I personally always use "complex" frameworks like Angular or React because sooner or later feature requests come in, where those frameworks pay off. On average it saves time for me to always use those frameworks. That might be different for you depending on the work you do.
The small projects are where the people I care about are struggling.
Then if that's not enough, you've got things like HTMX if you're keen on doing everything in terms of html templating, you've got tools like Svelte if you want an isolated chunk of dynamic UI in a mostly static page, you've got bundlers like Vite that just work without any configuration if you get to the point where you need a build step, and you've got a multitude of lightweight frameworks for the next step.
And on top of that, pretty much all the old ways still work. The browser is an incredibly stable environment! Outside of a handful of security-related removals, if it got into a mainstream browser, without a feature flag or an explicit "experimental" warning, it's pretty much there for life. So if you want to go back to the old ways, there's not much stopping you - but a whole bunch of quality-of-life development improvements along the way to make things even easier than they were back then.
It's almost impossible. The first reaction is always `npm init`
e.g. WhatsApp back before the acquisition
Making it easier for people to build big, complex apps doesn't favour large organisations with lots of resources. The opposite in fact.
However I'm taking about even lower down the food chain than this.
something like this: https://www.hotelpalacebarcelona.com/
they don't care it's not "html first"
I think otherwise. I.e.: blog shouldn't be web app just because it's content management is.
If you use a CMS you have already a templating situation and dynamic content, using a framework, or jamstack like situation is not that different, depending on the specifics it might produce faster results.
Have you checked this is the reason? not slow network? and not ads/analytics and blocking assets? That's not exclusive to frameworks btw, and probably less likely as most optimize these things for you.

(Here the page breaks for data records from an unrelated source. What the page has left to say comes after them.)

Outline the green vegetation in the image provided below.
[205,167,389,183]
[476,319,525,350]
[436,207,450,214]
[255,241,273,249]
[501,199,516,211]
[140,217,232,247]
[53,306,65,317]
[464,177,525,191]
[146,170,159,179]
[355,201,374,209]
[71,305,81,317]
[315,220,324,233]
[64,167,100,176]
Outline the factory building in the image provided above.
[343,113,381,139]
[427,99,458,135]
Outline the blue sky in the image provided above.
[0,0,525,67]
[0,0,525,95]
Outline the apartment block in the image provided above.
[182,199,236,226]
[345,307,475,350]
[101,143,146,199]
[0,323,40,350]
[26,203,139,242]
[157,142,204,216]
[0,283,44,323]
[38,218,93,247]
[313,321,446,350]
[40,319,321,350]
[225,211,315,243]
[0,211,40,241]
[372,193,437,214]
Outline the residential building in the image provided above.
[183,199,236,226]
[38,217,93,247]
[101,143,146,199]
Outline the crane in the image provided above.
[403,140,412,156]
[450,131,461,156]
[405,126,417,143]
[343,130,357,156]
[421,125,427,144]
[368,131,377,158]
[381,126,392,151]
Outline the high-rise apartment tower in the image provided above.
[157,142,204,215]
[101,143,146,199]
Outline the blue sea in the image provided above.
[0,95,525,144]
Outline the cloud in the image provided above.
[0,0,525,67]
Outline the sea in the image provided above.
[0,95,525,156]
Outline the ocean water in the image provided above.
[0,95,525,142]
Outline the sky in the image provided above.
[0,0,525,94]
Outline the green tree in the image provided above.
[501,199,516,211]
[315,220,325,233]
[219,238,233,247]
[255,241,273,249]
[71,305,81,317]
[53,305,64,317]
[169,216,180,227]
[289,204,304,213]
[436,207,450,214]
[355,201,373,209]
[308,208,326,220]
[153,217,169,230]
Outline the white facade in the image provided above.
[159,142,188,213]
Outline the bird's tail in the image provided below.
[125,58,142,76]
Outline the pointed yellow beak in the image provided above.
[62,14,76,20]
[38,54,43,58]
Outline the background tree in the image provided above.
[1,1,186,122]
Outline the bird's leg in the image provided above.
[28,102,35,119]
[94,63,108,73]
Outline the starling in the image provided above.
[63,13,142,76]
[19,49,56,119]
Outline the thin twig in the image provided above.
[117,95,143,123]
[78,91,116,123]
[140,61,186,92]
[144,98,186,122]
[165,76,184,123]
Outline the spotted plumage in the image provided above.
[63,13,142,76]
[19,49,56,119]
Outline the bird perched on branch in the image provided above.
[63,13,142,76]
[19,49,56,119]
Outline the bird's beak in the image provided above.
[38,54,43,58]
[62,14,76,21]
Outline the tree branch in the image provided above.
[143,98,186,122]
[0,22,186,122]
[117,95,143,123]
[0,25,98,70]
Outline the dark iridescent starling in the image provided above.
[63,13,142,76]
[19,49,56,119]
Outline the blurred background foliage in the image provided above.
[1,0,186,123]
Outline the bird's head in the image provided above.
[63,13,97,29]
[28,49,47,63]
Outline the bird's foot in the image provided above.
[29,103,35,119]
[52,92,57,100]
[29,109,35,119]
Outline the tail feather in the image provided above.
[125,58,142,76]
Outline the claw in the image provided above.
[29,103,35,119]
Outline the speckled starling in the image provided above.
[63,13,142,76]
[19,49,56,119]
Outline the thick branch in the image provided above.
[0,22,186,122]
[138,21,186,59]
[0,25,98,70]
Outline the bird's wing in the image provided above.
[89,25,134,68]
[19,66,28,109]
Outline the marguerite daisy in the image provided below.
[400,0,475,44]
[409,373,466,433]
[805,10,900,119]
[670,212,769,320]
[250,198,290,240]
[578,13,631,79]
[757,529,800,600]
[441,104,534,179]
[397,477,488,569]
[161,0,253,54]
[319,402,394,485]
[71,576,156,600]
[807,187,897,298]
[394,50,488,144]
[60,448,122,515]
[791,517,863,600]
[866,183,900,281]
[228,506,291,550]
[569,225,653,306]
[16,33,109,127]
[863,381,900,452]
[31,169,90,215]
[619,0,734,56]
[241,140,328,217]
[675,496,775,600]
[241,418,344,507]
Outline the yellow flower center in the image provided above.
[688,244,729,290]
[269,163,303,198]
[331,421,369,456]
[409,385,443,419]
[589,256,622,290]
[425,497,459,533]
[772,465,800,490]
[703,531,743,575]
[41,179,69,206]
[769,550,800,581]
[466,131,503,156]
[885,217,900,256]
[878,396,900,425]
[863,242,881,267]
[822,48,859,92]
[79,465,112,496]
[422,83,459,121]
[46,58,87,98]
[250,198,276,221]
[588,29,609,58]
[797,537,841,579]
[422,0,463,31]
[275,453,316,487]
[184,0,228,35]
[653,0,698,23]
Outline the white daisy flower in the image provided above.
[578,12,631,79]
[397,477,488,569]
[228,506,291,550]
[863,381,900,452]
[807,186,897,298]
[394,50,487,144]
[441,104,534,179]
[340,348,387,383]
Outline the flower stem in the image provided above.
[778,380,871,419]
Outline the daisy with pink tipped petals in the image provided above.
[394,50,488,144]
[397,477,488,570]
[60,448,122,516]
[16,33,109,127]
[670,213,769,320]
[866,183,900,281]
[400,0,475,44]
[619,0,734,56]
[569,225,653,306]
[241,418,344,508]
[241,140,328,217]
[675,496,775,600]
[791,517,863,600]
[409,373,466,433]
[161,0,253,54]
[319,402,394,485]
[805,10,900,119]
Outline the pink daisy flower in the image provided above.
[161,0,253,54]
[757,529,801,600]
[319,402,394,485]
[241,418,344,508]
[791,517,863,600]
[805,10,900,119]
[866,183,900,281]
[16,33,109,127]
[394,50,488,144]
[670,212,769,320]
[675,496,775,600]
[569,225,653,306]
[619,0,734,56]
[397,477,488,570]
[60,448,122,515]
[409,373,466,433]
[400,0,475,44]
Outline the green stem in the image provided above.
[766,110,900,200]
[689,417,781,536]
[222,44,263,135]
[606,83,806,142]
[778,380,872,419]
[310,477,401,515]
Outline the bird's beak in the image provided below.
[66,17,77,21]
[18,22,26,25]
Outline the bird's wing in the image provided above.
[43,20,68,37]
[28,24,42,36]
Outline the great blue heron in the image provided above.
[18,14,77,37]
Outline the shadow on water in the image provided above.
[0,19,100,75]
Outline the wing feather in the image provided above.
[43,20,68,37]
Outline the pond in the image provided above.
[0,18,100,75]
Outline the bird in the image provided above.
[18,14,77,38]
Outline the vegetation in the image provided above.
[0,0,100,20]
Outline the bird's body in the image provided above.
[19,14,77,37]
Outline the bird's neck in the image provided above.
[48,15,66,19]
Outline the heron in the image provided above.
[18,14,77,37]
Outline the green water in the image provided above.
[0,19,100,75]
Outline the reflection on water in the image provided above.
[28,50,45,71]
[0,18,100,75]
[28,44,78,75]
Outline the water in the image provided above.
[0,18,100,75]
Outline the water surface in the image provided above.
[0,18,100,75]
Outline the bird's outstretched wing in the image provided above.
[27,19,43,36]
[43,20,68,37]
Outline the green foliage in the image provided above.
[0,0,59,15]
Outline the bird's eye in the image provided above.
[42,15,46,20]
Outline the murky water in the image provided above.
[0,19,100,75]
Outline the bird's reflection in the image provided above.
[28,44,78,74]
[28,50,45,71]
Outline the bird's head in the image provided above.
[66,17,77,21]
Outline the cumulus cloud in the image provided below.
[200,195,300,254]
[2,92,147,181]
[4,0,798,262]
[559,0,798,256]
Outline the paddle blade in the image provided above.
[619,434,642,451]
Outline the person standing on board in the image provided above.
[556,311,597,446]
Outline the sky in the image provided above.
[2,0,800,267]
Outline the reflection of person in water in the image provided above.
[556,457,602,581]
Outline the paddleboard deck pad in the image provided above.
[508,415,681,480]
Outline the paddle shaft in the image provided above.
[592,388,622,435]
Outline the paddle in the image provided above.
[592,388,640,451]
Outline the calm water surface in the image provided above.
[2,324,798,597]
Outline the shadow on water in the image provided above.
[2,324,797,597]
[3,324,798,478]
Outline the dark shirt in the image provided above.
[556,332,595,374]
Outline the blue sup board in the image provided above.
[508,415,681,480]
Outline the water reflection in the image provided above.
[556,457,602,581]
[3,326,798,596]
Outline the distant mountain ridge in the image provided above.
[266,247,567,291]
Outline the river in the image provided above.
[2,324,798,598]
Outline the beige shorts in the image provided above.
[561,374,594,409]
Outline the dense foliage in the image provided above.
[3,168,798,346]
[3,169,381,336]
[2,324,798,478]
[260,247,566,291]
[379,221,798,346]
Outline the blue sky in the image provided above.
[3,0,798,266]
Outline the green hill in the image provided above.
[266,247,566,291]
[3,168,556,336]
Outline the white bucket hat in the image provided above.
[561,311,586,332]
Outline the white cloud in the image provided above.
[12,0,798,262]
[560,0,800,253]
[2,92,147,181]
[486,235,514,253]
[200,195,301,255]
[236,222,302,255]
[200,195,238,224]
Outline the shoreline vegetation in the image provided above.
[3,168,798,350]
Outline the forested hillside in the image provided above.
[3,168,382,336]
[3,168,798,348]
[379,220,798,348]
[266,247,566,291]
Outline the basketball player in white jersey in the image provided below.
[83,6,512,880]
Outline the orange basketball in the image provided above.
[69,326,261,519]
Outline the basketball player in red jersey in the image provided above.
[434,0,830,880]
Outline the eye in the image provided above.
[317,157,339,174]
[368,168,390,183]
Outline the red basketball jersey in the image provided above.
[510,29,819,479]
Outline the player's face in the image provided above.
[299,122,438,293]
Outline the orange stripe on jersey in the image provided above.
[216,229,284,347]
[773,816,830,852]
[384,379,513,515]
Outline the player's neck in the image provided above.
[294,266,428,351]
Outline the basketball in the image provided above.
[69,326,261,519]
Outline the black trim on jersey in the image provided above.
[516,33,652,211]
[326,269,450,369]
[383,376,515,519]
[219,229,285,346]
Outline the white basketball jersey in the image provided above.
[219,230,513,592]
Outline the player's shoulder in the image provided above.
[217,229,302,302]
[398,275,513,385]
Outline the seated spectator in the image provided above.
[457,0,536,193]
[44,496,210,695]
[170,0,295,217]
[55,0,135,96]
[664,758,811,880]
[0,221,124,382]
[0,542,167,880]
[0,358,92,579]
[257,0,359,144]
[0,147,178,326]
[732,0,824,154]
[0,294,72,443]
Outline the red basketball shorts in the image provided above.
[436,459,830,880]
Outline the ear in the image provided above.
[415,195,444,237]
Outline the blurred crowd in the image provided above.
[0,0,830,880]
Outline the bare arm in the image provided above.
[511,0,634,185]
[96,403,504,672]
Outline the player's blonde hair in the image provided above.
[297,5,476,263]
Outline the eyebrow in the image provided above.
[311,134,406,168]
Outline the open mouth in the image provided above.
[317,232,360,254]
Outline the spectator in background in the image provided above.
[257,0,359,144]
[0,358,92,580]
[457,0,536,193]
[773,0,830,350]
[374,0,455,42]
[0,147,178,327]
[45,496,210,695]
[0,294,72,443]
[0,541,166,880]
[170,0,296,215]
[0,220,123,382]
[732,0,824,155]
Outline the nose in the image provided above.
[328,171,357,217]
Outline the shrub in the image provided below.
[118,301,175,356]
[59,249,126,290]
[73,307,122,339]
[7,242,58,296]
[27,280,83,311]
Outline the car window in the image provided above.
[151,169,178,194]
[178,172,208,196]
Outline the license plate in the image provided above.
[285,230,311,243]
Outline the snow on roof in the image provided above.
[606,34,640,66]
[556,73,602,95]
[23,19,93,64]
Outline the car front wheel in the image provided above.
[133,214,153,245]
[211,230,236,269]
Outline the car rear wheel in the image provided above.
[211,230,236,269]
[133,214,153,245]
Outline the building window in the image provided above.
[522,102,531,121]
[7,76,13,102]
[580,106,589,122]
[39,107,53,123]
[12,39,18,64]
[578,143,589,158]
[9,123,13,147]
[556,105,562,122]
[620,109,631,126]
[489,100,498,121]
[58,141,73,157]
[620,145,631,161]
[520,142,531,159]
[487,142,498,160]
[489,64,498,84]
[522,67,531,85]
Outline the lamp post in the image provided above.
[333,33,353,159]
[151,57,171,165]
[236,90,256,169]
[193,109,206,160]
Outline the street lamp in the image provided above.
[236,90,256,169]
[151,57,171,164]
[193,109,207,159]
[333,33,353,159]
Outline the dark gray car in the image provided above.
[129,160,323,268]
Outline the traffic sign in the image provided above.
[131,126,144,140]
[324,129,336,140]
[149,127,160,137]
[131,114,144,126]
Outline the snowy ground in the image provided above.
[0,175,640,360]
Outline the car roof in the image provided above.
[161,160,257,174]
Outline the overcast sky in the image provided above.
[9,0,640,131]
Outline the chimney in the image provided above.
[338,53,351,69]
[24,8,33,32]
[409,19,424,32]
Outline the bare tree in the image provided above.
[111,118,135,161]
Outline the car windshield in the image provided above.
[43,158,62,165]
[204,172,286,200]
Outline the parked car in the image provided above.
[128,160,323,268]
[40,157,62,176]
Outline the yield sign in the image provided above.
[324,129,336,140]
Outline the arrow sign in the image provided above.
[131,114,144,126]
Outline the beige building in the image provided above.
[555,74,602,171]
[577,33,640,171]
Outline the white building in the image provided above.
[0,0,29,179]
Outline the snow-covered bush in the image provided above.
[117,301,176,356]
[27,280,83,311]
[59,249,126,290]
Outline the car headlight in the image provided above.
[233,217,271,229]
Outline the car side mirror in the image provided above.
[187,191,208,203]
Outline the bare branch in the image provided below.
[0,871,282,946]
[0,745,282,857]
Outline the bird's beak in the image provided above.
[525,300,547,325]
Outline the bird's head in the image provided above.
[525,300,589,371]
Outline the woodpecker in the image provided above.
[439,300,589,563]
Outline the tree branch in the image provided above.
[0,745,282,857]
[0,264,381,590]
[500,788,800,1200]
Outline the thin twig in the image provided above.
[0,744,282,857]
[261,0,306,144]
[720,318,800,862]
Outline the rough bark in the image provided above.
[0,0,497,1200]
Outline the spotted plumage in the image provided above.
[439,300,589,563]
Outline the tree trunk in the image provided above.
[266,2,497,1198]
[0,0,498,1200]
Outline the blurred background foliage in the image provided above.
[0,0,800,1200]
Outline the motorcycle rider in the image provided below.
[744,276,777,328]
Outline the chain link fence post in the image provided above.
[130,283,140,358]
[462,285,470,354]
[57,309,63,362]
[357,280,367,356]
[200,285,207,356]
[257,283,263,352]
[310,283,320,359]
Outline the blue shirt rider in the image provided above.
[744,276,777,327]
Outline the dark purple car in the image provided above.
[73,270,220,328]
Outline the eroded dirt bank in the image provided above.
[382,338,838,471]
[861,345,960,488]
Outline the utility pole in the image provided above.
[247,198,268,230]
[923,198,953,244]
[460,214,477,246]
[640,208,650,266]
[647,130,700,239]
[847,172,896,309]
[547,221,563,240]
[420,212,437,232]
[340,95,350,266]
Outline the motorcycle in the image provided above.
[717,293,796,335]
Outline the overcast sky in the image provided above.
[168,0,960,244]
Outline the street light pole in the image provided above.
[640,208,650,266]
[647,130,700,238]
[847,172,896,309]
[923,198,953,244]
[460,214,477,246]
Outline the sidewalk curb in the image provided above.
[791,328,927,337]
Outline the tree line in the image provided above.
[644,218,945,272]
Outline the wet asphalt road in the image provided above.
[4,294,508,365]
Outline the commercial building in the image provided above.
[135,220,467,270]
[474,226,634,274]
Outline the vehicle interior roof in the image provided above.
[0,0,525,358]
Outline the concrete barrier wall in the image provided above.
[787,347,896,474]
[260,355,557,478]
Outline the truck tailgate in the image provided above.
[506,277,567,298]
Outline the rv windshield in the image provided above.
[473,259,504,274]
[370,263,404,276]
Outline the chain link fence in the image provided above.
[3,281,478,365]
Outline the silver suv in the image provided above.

The website that is linked originally has a bunch of blocking assets.. lighthouse score is not amazing either.
Just like the original article, you might want to test your assumptions a bit more.
For example a static page with a booking process with various entry points on the website, which slightly change the booking logic. Also you can book as a new user, as a logged in user, for somebody else etc. Also the logic is changing at regular intervals, because the business owner is trying different things out.
Using Angular with reactive forms makes this easier to develop, maintain and hand off to other Angular devs.
While it makes writing the static parts of the website more complicated, it makes developing the booking process easier. And overly complicated business processes are what is mentally challenging for me. This is where I want all the help I can get. Writing static pages is something I can do in any framework even when I am tired. Making this part easier or reducing boilerplate is nice but doesn't make me much happier. Being able to build ridiculously complicated forms without my head exploding does :) Of course if you work on projects with relatively straight forward requirements there is 0 advantage in using Angular or React for you. It always depends on the type of work you do.
The more complex the business logic, and the more options there are, and the more it is expected to change, the more it benefits the development team to write that code in their language of choice on the backend, close to the data store(s), using native classes/objects -- rather than being forced to write it in JS/TS, serialize everything to/from JSON, reliant on magic under the hood to lay it out in the DOM, with more and more "state" necessary to be managed client-side.
The big projects are of course important. But even chrome needs a simple little website with a download link.
> I personally always use "complex" frameworks like Angular or React because sooner or later feature requests come in, where those frameworks pay off. On average it saves time for me to always use those frameworks.
I wonder whether they ever pay off. First, I don't believe the frameworks you mention really, as you suggest, enable the last 5% of functionality that would otherwise be impossible. No, those frameworks are written in the same language they work in, which means that strictly speaking they do not enable any new functionality.
Second, whatever ease / speed of development you use must be weighed against the additional cost borne by the project's users. The time you save (that you might otherwise spend learning to achieve the same result without the framework) could be less than the time spent collectively by users waiting for the framework to load.